Werk tegen een lager loon dan vóór het faillissement kan voor de werknemer minder aantrekkelijk zijn. Daarbij moet worden bedacht dat de uitkering op grond van hoofdstuk IV WW na de opzegging door de curator nog maximaal 6 weken duurt. Als de werknemer na afloop van die opzegtermijn een beroep moet doen op de WW, valt zijn inkomen terug op 2 maanden 75% en daarna 70% van het oude loon. Met dat perspectief zal een aanbod om het werk te hervatten nagenoeg altijd financieel aantrekkelijk zijn, ook als het aangeboden loon lager ligt dan het loon dat de werknemer bij de failliete werkgever verdiende.

De leden van de ChristenUnie vragen voorts welke situatie ontstaat als de werknemer tijdens een hoofdstuk IV uitkering gedeeltelijk hervat en vervolgens opnieuw volledig werkloos wordt.
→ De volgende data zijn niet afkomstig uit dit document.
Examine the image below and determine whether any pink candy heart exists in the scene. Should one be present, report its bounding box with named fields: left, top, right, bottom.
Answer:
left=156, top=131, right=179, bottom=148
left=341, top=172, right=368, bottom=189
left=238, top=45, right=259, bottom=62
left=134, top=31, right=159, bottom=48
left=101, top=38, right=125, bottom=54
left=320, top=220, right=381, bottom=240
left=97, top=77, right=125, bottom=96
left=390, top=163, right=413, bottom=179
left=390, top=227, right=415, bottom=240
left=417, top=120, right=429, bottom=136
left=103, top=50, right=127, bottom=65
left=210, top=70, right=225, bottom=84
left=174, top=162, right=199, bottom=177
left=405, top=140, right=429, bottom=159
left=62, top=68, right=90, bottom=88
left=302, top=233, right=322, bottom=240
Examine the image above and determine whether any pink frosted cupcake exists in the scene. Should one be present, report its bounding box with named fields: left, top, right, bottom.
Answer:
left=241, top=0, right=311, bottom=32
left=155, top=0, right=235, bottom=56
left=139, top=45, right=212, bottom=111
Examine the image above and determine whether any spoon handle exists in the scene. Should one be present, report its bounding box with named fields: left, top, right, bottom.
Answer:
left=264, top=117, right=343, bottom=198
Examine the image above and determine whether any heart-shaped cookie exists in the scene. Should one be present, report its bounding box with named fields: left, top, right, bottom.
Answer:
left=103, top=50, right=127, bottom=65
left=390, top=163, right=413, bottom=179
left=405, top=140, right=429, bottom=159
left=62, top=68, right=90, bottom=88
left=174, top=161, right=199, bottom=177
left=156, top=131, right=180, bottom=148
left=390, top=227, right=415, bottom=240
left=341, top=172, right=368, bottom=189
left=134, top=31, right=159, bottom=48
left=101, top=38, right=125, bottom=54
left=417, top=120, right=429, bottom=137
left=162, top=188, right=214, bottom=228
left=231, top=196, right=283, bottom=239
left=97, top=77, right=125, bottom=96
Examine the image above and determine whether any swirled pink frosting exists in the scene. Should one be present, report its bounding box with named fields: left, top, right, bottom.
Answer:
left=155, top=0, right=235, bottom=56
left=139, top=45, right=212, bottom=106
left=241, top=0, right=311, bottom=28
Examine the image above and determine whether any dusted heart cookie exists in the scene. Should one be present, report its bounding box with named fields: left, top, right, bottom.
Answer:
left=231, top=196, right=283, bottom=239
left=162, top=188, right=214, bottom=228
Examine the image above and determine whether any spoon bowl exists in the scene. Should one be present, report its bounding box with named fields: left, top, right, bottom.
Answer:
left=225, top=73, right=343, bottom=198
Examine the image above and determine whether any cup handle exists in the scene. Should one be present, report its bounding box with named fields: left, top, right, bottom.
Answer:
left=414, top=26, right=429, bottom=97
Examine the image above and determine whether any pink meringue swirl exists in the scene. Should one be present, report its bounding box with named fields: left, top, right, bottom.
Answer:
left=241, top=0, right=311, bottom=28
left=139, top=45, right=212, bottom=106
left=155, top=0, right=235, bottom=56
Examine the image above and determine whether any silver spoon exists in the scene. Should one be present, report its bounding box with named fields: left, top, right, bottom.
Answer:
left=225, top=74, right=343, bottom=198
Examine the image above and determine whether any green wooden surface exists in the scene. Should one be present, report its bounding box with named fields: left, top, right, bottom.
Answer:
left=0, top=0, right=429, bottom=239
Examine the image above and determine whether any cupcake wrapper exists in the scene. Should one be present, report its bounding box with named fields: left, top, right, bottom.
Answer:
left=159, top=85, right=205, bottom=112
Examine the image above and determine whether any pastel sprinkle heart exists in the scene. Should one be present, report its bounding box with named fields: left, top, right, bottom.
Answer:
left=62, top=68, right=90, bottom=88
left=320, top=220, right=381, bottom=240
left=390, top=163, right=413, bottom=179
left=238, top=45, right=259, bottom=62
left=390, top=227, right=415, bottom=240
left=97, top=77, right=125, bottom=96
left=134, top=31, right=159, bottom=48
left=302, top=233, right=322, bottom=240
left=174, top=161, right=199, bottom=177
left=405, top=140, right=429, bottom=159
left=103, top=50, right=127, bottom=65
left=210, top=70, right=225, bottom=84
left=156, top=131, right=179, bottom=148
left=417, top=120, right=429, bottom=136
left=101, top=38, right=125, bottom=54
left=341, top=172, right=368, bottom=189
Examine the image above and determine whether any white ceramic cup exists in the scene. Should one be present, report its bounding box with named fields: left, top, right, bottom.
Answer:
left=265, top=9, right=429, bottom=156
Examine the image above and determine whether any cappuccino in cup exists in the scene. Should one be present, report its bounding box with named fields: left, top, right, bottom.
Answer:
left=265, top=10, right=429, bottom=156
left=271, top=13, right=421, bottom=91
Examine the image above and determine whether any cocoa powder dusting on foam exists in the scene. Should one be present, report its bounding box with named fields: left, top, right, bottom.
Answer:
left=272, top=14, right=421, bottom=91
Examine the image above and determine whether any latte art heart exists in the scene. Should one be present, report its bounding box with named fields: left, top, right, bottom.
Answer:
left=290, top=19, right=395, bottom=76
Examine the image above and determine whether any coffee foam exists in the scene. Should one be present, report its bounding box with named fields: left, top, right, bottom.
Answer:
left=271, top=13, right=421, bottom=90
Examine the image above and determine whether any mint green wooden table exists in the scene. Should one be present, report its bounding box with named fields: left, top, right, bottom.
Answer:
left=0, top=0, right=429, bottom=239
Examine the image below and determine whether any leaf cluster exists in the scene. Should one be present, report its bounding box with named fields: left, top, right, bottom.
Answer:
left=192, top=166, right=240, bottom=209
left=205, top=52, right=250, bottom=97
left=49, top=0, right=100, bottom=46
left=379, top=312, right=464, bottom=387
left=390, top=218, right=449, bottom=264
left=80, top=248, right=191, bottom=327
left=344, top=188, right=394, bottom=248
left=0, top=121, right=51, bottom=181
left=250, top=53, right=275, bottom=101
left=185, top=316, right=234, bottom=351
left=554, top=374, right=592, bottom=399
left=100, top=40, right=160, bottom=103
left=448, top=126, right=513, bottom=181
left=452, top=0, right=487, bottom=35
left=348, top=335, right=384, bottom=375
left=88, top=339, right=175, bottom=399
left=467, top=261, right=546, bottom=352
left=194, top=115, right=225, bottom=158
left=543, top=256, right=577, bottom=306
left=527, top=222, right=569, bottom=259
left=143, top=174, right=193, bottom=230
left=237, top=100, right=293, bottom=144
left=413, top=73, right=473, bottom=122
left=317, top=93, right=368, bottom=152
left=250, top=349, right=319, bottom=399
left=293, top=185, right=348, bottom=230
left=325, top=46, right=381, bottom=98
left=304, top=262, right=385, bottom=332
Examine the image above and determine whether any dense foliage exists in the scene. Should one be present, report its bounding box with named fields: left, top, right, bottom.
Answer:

In de voorgestelde regeling wordt de uitkering op grond van hoofdstuk IV bij een gedeeltelijke werkhervatting gedeeltelijk beëindigd. Als de werknemer het nieuwe werk tijdens de duur van de uitkering verliest en hij opnieuw volledig werkloos wordt, herleeft het beëindigde recht. De werknemer krijgt in dat geval voor de resterende duur weer een volledige uitkering.

De minister van Sociale Zaken en Werkgelegenheid,

J. P. H. Donner


XNoot
1

Zie ook de memorie van toelichting op dit wetsvoorstel, Kamerstukken II 2006–07, 31 080, nr. 2, blz. 2 en 3.